お誕生日が来るのが毎年楽しみだったの。だってマヤとトレーナーちゃんは年が離れてるから、少しでも年の差が縮まったらいいなって。埋まらないことはわかってたんだけどね。でも、少しでもトレーナーちゃんに釣り合うマヤになりたかった。
卒業式が終わって、みんなとの記念撮影も撮り終えて、ようやくトレーナー室にやって来られたころにはかなり時間が経っちゃってた。でもトレーナーちゃんなら絶対待っててくれるって思ってた。だってトレーナーちゃんは優しいし、マヤが待っててねって言ったら何時間だって待ってくれる、そういう人だから。
「トレーナーちゃんっ」
ほらね。トレーナー室のドアを開けたらいつもみたいにパソコンと睨めっこしてるトレーナーちゃんがいて、マヤが声をかけたらニコって笑って、
「マヤノ、お疲れ様」
そう言っていつもマヤを迎えてくれるの。そうやって笑ってくれるトレーナーちゃんが大好き。トレーナーちゃんがこんなふうに、ちょっと気が抜けたみたいに笑ってくれるのはトレーナー室にいるときだけで、だからその顔を見られるのはマヤだけの特権だと思ってた。でも、それも今日でおしまい。
「卒業式どうだった?」
「うん、写真もいっぱい撮ってきたよ!見る?」
「見せて見せて」
トレーナーちゃんが椅子から立ち上がってマヤの隣に並ぶ。スマホのロックを解除して写真のフォルダをタップすると、隣のトレーナーちゃんがスマホを覗き込んでくる。
「わぁ、よく撮れてる」
「でしょでしょ」
「そっかぁ、マヤノも卒業か」
写真をスクロールしながらトレーナーちゃんがそう呟いた。
「さみしくなるなぁ」
「ほんと?トレーナーちゃん、マヤがいなくなったらさみしい?」
「そりゃさみしいよ!マヤノは私の初めての担当ウマ娘だしね」
トレーナーちゃんはそう言って、トレーナー室の小さな窓から外を眺めた。
「あのね、トレーナーちゃん」
マヤの言葉にトレーナーちゃんが何?って優しく返事をくれる。
トレーナーちゃんはもしかしたらそうは思ってないかもしれないけど、マヤはトレーナーちゃんのこと、ほんとのほんとに大好きだったんだよ。確かに最初はね、ただの大人への憧れみたいな気持ちもあったと思うよ?でもね、毎日一緒にトレーニングしたり、時々二人でデートしたり、トレーナーちゃんと過ごすマヤの毎日はすっごくキラキラでワクワクでドキドキだった。この気持ちが恋じゃないならきっと世界中どこを探したって恋なんて見つからないって、そう思えるくらい。

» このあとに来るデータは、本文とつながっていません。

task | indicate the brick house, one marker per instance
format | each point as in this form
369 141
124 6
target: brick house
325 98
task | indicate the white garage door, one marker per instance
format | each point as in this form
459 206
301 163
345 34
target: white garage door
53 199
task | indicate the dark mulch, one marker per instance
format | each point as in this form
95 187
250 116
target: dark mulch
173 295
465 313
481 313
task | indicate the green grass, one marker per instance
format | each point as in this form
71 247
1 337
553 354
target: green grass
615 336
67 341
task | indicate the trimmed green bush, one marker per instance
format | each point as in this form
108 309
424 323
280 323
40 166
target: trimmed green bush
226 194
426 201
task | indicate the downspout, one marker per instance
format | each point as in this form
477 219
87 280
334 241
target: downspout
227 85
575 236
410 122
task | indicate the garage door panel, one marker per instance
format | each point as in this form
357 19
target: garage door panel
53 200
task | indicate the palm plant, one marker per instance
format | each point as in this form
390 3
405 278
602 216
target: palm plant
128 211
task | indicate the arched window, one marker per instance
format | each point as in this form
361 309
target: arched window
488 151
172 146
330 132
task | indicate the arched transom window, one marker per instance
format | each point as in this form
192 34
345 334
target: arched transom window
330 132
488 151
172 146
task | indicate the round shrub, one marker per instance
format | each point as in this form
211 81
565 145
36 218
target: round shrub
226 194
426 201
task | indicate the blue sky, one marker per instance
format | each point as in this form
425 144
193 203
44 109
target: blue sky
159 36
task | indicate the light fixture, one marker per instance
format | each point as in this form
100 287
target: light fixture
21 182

だからマヤはいつだって、トレーナーちゃんに大好きの気持ちを伝えてきた。お誕生日もクリスマスもバレンタインも、トレーナーちゃんにマヤの大好きって気持ちを。トレーナーちゃんはいつもその大好きに、ありがとうって笑って返事をしてくれた。
「トレーナーちゃん。マヤ、今からトレーナーちゃんに告白するね。これで最後にするから、トレーナーちゃんのほんとの気持ち、教えてほしいの」
だけどマヤ、わかっちゃったんだ。ありがとうって返事は、好きだよって意味じゃないんだよね。トレーナーちゃんのありがとうのほんとの意味は、優しいトレーナーちゃんがマヤが一番傷つかないように選んでくれた、ごめんねの言葉だったんだ。

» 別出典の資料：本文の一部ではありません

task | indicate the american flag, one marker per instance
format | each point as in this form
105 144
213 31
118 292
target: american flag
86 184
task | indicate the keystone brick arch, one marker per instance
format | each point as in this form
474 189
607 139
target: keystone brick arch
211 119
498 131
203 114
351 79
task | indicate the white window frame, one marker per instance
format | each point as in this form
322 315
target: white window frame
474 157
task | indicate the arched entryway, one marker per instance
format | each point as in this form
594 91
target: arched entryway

トレーナーちゃん。ずっとずっと、マヤを勘違いさせててくれてありがとう。トレーナーちゃんと過ごした毎日は、これからもずっとマヤの宝物だよ。
「トレーナーちゃんのことが大好きだよ。トレーナーちゃんは、マヤのことどう思ってる?」
絶対泣かないって決めてたから悲しくないし、後悔もしてないけれど、最後の最後でトレーナーちゃんにそんな顔させたかったわけじゃなかったのにって、ちょっとだけ胸がチクッとした。だけど、どうしてもマヤには必要だったの。トレーナーちゃんのいない明日に進むために、どうしても。
ごめんね、トレーナーちゃん。トレーナー室の小さな窓の向こうでは、飛行機雲が真っ直ぐ伸びていた。